Rigenerand owns proprietary technology that allows more efficient ex-vivo stem cell cultures for safer cellular therapies.Rigenerand develops & produces biomedical tools to empower the ex-vivo phase of stem cells expansion combining the need of high cell yield with innovative biocompatible materials.By novel solutions, Rigenerand aims to miniaturize biomedical devices for stem cell amplification, increasing expansion safety and contemporaneusly reducing production costs for large scale pre-clinical uses and for a broad spectrum of clinical indications.

Know-how

Rigenerand industrial partner, Rand, has matured a considerable experience in development and production of several Bio-Artificial (BAL) systems for temporary liver support based on 3D synthetic matrix already used in phase I clinical trials. Rand co-operates worldwide with major research groups in the BAL field: MAYO Clinic (Rochester), HEPALIFE (Boston), VITAL THERAPIES (San Diego), AMC (Amsterdam). This know-how represents the core technology for Rigenerand products development.

Rand is a certified company according to: 21 CFR 820 QSR for Medical devices (FDA) for CPB equipment; EC Certificate MDD Annex II.3, ISO 13485 for Extracorporeal Circulation Equipment and related disposable device and for disposable devices for cell separation, culture and preservation of animal and human cell in bio-artificial systems; CMDCAS Canadian Regulations; ᶲC3 2011/09371 Russia for Performer HT equipment and disposable.

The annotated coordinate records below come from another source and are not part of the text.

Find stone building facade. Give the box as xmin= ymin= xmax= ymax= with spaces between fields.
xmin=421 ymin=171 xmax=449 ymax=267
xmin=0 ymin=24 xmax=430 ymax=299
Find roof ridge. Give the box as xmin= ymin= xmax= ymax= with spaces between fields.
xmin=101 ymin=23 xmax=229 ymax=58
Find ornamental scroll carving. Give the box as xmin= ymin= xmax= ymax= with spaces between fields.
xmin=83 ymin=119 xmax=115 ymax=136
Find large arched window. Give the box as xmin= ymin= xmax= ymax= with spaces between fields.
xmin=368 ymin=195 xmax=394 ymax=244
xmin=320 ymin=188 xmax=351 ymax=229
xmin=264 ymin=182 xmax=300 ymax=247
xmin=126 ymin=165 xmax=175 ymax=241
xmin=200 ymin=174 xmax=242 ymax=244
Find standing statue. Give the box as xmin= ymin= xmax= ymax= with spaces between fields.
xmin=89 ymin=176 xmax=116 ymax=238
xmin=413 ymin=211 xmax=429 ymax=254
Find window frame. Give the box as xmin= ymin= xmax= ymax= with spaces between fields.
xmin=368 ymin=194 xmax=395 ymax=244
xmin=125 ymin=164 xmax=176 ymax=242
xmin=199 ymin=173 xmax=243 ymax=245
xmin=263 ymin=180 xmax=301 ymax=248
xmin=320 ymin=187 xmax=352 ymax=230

Rigenerand academic partner, University of Modena and Reggio Emilia and his researchers, has matured an internationally recognized experience in stem cell biology and his application in regenerative medicine and oncology. In vitro and in vivo technological platforms for stem cells engineering have also been implemented.
With this know-how, Rigenerand wants to propose innovative products facing current limits of stem cells ex-vivo amplification and coupling advanced biomedical production with concrete laboratory needs to produce advanced solutions for stem cells manipulation.

State of the art

Cell therapies and tissue engineering are promising fields in biotechnology to regenerate damaged tissues due to congenital or acquired diseases. Tissue regeneration is based on an apparently simple concept: exchange pathological and / or missing cells with novel cell populations capable of regenerating the damaged tissue. Between many cell types present into living beings, cells defined as “adult stem cells” represent, at the moment, promising players for regenerative medicine.

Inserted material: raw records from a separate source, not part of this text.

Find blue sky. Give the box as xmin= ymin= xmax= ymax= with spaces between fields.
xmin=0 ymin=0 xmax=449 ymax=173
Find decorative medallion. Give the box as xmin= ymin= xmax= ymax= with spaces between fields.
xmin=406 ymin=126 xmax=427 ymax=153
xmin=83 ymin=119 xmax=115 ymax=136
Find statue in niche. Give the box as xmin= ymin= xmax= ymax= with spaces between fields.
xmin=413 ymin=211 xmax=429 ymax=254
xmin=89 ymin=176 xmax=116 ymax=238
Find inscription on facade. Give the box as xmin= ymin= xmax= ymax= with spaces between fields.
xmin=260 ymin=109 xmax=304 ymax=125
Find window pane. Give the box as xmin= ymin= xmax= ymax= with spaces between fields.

Adult stem cells are isolated from several origins such as bone marrow, adipose tissue, cord blood and others; being rare elements, they require ex-vivo isolation and/or expansion in significant quantities. This expansion phase allows precise biological characterizations of transplantable cells, obtaining at the same time the desired therapeutic doses. Commonly, stem cell ex-vivo expansion is still made by means of a plastic bi-dimensional support, historically defined as tissue culture “flask”, a plastic container with screw cap and filter capable of hosting living cells in association with culture medium for their expansion.

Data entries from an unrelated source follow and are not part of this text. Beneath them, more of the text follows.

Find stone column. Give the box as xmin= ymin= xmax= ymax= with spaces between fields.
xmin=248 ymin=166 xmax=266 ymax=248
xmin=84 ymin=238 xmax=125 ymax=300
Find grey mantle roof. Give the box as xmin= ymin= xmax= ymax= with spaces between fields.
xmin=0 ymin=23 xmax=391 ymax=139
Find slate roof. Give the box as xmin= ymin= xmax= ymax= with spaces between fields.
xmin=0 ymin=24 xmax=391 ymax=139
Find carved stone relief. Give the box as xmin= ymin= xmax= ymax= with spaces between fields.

While this technique is suitable for limited cell number and culture media volumes commonly utilized, in non-classified “standard” research laboratories, in case of “clinical grade expansion”, where hundred millions of cells are required, the expansion phase in flasks may be extremely problematic. Within these contexts, the limits of standard tissue cultures emerge. In particular, the large size and therefore the handling substantially limit their use. In addition, in tissue culture flasks, culture media and cells occupy less than one tenth of the overall volume, making these tools poorly efficient.

Tissue culture flasks are also open systems designed to host cells and media loaded via neck with a screw cap: In case of large tissue culture this design could expose cells to contamination risks. Finally, tissue culture flasks must be allocated into CO2 incubators having a controlled atmosphere but a fairly limited space.
When a significant quantity of stem cells is required, as for clinical needs, the high number of necessary flasks (and relevant incubators) determine a great volumetric impact with consequent higher contamination risks during the process, affecting at the same time (a) laboratory spaces, (b) culture media needs and (c) working time/production costs.